Russia is a top exporter of commodities and sanctions have helped to raise the price by 80% over the past year to $116 per barrel. This has stoked concerns about higher energy prices, which will push up global growth while also increasing consumer prices.

However, investors are now less confident about the Federal Reserve’s ability to tighten monetary policies in an effort to curb inflation. Now, investors expect that the Fed will raise rates to zero to 1.5% in February 2023 from 1.75% or more just weeks ago. [FEDWATCH]

A BoFA Global Research survey showed that 30% of fund managers believed that stagflation would occur within the next 12 month. That’s compared to 22% last month.

Anders Persson (chief investment officer global fixed income, Nuveen) stated that although our base case is not yet 1970s stagflation but that we’re moving closer to it.

Investors are particularly concerned by the threat of stagflation because it affects all asset classes and leaves investors with very few options. A diversified portfolio of global equities, bonds and real estate could end up losing 13% in the event that rising oil prices cause stagflation, according to a stress test model by MSCI’s Risk Management Solutions research team.

In the 1960s, there was a major period of stagflation.
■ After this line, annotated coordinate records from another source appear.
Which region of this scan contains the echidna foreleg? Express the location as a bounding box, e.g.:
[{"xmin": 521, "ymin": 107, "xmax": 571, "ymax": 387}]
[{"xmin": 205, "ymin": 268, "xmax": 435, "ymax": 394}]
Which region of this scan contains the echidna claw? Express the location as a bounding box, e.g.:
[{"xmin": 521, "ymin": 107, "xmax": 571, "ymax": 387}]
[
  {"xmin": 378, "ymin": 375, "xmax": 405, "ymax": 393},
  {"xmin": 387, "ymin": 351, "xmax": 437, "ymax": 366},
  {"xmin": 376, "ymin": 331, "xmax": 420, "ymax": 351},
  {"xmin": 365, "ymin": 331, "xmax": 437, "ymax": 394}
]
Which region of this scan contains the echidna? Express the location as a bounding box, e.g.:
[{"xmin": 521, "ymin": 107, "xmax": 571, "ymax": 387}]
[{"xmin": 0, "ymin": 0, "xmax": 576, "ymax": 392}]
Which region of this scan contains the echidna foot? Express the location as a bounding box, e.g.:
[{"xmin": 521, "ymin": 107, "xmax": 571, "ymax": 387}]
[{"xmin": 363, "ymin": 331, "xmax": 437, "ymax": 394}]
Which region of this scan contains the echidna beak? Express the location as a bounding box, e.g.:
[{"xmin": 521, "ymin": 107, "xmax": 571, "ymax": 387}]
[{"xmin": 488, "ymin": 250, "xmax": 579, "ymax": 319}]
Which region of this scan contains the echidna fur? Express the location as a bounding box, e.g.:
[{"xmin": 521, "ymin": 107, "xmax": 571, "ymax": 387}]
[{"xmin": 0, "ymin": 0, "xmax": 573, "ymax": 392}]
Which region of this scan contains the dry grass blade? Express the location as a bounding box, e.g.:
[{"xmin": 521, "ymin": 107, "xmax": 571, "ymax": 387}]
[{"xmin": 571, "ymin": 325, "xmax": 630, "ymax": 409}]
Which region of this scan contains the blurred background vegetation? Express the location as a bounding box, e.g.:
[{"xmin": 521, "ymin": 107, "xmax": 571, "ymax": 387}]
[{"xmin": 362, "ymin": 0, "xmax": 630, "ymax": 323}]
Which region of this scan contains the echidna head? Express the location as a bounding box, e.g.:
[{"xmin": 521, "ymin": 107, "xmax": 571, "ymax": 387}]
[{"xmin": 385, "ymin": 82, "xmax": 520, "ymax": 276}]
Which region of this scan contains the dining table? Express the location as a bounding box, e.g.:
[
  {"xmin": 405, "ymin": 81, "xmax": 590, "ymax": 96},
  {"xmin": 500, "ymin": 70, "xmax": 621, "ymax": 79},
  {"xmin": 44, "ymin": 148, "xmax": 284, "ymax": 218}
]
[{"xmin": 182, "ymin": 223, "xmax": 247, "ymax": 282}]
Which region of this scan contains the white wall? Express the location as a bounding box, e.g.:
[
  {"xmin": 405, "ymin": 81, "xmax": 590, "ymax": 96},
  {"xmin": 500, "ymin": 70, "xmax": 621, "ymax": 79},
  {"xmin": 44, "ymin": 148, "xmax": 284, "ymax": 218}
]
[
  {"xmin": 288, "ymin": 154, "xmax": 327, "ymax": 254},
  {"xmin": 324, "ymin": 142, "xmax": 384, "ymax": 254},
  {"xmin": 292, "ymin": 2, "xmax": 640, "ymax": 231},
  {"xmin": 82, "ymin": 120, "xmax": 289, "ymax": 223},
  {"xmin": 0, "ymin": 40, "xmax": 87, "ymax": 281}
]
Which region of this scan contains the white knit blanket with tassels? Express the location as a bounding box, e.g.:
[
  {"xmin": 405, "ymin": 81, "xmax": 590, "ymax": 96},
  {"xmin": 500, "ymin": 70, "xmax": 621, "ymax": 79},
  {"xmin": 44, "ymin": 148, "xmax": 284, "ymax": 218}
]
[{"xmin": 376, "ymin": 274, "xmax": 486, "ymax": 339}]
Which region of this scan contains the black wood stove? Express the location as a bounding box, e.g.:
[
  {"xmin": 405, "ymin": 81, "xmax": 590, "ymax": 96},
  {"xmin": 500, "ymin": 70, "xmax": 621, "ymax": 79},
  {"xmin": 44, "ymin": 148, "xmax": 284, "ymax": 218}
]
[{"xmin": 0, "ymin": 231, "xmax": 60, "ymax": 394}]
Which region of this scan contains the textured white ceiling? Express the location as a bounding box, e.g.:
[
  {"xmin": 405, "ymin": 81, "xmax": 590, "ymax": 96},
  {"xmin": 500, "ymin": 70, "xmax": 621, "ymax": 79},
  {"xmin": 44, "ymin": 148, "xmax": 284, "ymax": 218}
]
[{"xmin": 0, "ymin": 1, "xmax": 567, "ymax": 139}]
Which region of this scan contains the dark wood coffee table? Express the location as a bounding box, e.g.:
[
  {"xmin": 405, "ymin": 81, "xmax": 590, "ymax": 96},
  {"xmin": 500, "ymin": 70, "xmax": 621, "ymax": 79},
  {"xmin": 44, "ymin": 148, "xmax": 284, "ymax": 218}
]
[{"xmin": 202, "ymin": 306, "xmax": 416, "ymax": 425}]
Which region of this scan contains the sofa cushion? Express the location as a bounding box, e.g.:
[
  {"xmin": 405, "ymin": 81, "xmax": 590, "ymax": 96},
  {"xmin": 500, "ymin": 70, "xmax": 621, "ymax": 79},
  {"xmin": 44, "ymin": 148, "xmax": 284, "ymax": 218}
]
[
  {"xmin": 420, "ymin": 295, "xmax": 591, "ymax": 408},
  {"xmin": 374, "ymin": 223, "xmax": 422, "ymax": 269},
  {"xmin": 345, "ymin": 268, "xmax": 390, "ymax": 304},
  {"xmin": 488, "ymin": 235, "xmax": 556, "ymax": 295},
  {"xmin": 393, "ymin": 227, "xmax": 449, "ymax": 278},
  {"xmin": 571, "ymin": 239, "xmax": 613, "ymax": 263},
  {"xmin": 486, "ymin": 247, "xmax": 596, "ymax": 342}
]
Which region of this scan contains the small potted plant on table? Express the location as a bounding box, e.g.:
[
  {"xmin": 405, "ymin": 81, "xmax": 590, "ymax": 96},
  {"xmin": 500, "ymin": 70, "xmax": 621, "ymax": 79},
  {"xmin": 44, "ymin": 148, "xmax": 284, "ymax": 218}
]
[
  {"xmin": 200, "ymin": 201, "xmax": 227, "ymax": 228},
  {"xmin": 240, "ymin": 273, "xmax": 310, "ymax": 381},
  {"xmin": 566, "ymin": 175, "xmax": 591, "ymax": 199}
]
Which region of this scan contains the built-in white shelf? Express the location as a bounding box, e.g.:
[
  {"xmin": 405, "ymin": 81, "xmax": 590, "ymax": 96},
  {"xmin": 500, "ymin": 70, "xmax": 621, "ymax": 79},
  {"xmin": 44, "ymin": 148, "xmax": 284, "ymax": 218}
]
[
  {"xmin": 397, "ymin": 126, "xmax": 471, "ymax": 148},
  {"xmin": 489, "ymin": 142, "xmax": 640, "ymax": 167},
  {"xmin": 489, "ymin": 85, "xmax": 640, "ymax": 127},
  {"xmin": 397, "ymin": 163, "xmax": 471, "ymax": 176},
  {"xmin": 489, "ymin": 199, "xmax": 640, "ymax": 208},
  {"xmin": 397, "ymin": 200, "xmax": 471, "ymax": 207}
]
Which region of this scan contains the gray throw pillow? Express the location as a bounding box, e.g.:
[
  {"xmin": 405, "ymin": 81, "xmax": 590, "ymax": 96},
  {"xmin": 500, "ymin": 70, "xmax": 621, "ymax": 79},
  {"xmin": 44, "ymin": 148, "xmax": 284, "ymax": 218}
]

The Fed raised interest rates by nearly 20% in 1980 due to rising oil prices and falling unemployment.

According to Goldman Sachs (NYSE): The median fell by 2.1% in quarters that were markedly affected by stagflation during the past 60 years while it rose a median 2.5% for all other quarters.
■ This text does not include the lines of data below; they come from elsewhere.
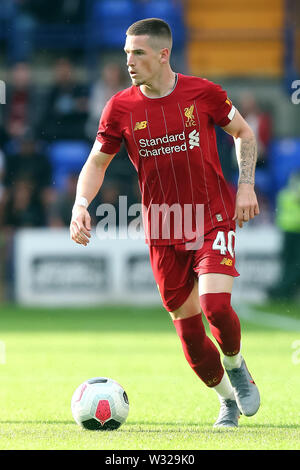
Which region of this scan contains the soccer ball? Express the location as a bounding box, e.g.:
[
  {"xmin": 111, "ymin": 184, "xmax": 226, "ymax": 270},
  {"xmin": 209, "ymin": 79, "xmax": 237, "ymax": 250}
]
[{"xmin": 71, "ymin": 377, "xmax": 129, "ymax": 431}]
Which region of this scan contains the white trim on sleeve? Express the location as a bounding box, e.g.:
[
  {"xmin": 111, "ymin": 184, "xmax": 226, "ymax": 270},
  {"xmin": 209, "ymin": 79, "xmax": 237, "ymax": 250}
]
[{"xmin": 227, "ymin": 106, "xmax": 236, "ymax": 121}]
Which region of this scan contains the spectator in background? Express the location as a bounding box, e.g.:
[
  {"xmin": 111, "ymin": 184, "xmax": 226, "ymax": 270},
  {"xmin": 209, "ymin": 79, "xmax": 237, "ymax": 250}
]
[
  {"xmin": 4, "ymin": 132, "xmax": 52, "ymax": 191},
  {"xmin": 4, "ymin": 132, "xmax": 55, "ymax": 225},
  {"xmin": 47, "ymin": 173, "xmax": 78, "ymax": 228},
  {"xmin": 4, "ymin": 62, "xmax": 36, "ymax": 139},
  {"xmin": 9, "ymin": 0, "xmax": 86, "ymax": 62},
  {"xmin": 239, "ymin": 93, "xmax": 272, "ymax": 168},
  {"xmin": 269, "ymin": 172, "xmax": 300, "ymax": 299},
  {"xmin": 3, "ymin": 176, "xmax": 45, "ymax": 230},
  {"xmin": 40, "ymin": 58, "xmax": 88, "ymax": 140},
  {"xmin": 86, "ymin": 62, "xmax": 126, "ymax": 140}
]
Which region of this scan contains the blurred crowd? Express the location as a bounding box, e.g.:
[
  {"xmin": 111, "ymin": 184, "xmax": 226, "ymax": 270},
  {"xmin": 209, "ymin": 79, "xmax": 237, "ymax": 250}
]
[
  {"xmin": 0, "ymin": 57, "xmax": 278, "ymax": 233},
  {"xmin": 0, "ymin": 57, "xmax": 142, "ymax": 229}
]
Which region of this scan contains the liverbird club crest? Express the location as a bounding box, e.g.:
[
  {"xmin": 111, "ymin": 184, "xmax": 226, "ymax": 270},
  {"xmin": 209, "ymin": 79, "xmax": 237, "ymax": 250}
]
[{"xmin": 184, "ymin": 104, "xmax": 196, "ymax": 127}]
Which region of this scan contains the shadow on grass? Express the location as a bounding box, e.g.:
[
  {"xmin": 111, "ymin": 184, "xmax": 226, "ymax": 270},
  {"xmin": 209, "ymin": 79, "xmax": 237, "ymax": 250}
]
[
  {"xmin": 0, "ymin": 304, "xmax": 273, "ymax": 334},
  {"xmin": 0, "ymin": 420, "xmax": 300, "ymax": 432}
]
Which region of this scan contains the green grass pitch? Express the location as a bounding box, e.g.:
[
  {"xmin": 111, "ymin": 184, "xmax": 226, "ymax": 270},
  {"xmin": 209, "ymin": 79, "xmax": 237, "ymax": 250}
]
[{"xmin": 0, "ymin": 304, "xmax": 300, "ymax": 450}]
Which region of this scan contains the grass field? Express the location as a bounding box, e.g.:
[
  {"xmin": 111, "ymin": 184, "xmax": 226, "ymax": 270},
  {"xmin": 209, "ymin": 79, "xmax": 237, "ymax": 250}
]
[{"xmin": 0, "ymin": 304, "xmax": 300, "ymax": 450}]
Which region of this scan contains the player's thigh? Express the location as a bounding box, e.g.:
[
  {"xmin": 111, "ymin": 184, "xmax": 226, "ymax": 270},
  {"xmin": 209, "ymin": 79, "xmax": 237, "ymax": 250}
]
[
  {"xmin": 198, "ymin": 273, "xmax": 234, "ymax": 295},
  {"xmin": 169, "ymin": 279, "xmax": 201, "ymax": 320}
]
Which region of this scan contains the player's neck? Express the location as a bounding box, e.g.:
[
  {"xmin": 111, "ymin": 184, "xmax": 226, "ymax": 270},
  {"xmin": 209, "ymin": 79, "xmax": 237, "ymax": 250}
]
[{"xmin": 140, "ymin": 69, "xmax": 177, "ymax": 98}]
Persson, who is concerned about bond prices being affected by market volatility recently, seeks out opportunities to invest in high-yield bonds. He believes this may provide a hedge against future declines that could be caused by stagflation.

Worries that stagflation may hit Europe harder due to its heavier reliance on energy imports will likely cause some investors to edge away from the region’s assets, said Paul Christopher, head of global market strategy at Wells Fargo (NYSE: ) Investment Institute. As U.S. stock valuations rose, it became popular to move out of U.S. assets into European securities.
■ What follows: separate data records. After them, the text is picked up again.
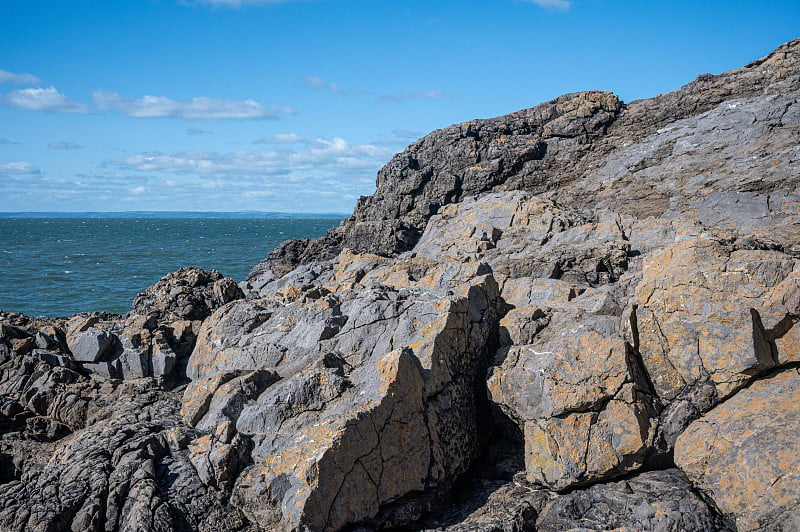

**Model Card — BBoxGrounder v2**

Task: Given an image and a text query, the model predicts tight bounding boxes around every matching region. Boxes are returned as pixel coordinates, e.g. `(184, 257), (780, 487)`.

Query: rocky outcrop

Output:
(675, 368), (800, 530)
(0, 41), (800, 532)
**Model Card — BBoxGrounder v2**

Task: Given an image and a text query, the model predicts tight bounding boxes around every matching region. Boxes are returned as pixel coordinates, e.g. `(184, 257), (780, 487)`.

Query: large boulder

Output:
(675, 369), (800, 530)
(183, 252), (499, 530)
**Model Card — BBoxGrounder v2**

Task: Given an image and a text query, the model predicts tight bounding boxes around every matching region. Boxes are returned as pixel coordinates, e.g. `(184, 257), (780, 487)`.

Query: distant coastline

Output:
(0, 211), (350, 219)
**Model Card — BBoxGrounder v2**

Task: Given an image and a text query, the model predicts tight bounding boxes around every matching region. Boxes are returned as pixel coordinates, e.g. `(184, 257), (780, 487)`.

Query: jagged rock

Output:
(190, 253), (497, 530)
(133, 268), (243, 323)
(675, 368), (800, 530)
(0, 41), (800, 531)
(69, 329), (117, 362)
(536, 469), (734, 532)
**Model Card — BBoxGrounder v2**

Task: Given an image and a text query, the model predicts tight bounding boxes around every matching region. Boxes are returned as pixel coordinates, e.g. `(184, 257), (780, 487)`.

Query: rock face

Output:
(0, 41), (800, 532)
(675, 368), (800, 530)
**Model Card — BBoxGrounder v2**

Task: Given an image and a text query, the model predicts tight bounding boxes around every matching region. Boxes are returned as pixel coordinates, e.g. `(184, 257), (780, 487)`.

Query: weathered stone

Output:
(675, 369), (800, 530)
(68, 329), (117, 362)
(535, 469), (733, 532)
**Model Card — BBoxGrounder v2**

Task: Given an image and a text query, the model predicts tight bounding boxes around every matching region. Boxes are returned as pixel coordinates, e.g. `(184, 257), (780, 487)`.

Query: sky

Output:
(0, 0), (800, 213)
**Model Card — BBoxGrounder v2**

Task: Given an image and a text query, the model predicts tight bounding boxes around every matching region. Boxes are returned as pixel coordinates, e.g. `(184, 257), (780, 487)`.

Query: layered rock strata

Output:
(0, 41), (800, 532)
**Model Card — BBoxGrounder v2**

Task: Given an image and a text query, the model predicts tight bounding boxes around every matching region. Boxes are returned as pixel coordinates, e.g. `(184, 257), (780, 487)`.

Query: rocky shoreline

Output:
(0, 40), (800, 532)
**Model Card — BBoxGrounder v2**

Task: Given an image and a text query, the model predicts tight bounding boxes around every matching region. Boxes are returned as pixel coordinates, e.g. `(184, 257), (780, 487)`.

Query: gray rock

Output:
(536, 469), (736, 532)
(69, 329), (117, 362)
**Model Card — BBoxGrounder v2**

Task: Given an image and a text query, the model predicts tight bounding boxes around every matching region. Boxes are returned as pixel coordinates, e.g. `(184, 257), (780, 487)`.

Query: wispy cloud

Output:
(300, 76), (350, 94)
(253, 133), (306, 144)
(300, 75), (454, 103)
(47, 141), (83, 150)
(92, 91), (296, 120)
(375, 90), (455, 103)
(0, 70), (42, 85)
(109, 137), (393, 180)
(0, 87), (90, 113)
(191, 0), (297, 7)
(525, 0), (572, 11)
(0, 161), (42, 175)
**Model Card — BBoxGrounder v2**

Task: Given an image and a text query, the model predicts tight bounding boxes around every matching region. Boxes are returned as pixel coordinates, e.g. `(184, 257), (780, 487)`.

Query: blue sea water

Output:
(0, 218), (340, 317)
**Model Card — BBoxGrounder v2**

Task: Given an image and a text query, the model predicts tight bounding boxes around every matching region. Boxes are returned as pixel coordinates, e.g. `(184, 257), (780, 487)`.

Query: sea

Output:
(0, 215), (344, 317)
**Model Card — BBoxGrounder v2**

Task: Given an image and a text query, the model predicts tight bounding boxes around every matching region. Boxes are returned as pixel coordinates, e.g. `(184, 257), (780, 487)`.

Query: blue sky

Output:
(0, 0), (800, 213)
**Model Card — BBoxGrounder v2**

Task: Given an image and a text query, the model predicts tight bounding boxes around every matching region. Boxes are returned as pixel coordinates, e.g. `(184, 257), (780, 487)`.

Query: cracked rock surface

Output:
(0, 41), (800, 532)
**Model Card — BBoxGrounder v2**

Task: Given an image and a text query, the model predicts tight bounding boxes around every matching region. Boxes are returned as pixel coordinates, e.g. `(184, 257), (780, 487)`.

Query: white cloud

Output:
(300, 76), (345, 94)
(109, 137), (394, 180)
(525, 0), (572, 11)
(92, 91), (296, 120)
(0, 161), (42, 175)
(253, 133), (306, 144)
(0, 70), (42, 85)
(0, 87), (89, 113)
(300, 76), (456, 103)
(375, 89), (454, 103)
(47, 141), (83, 150)
(191, 0), (304, 7)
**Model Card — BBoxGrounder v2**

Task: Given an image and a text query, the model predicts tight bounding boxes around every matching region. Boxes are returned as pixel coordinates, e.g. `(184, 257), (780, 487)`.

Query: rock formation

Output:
(0, 41), (800, 532)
There is a lot of opportunity in the COMMODITIES

Christopher said that Europe’s stagnation would most likely be like the prolonged period of high growth and low inflation that the United States went through in the 1970s.

He stated that if Europe’s energy prices rise too much, then European factories would have to close down.

Persson, Nuveen’s economist estimates that an EU economy with a Brent crude oil cost of $120 a barrel would lose 2 percentage points. The rise in oil prices is likely to reduce the U.S. economy by 1 percentage point, partly due to its higher domestic production and lower taxes.

According to ICI data, U.S. equity funds have received $44.5 billion in new inflows from February while global stock funds have pulled back, with $2 billion of outflows.

Funds that focus on commodities have received $7.7 Billion in inflows from the beginning of the year. This includes the biggest one-week net gain since August 2020 according to ICI data.

These inflows were accompanied by sharp price rises in raw material that has benefited commodities exporters like Australia and Indonesia.

Advisor Asset Management chief investment officer Cliff Corso said, “We see a long surge of opportunity in commodities”

As a hedge against higher inflation and stagflation, his fund holds positions in emerging markets equities as well as commodities from oil-rich nations like Mexico.

According to Lindsey Bell (chief markets and money strategist, Ally), a strong job market, as well as domestic energy sources, should make U.S. equity, particularly dividend-paying, attractive even in rising inflation.

She said, “The consumer continues to be healthy and has been capable of absorbing higher inflation thus far.”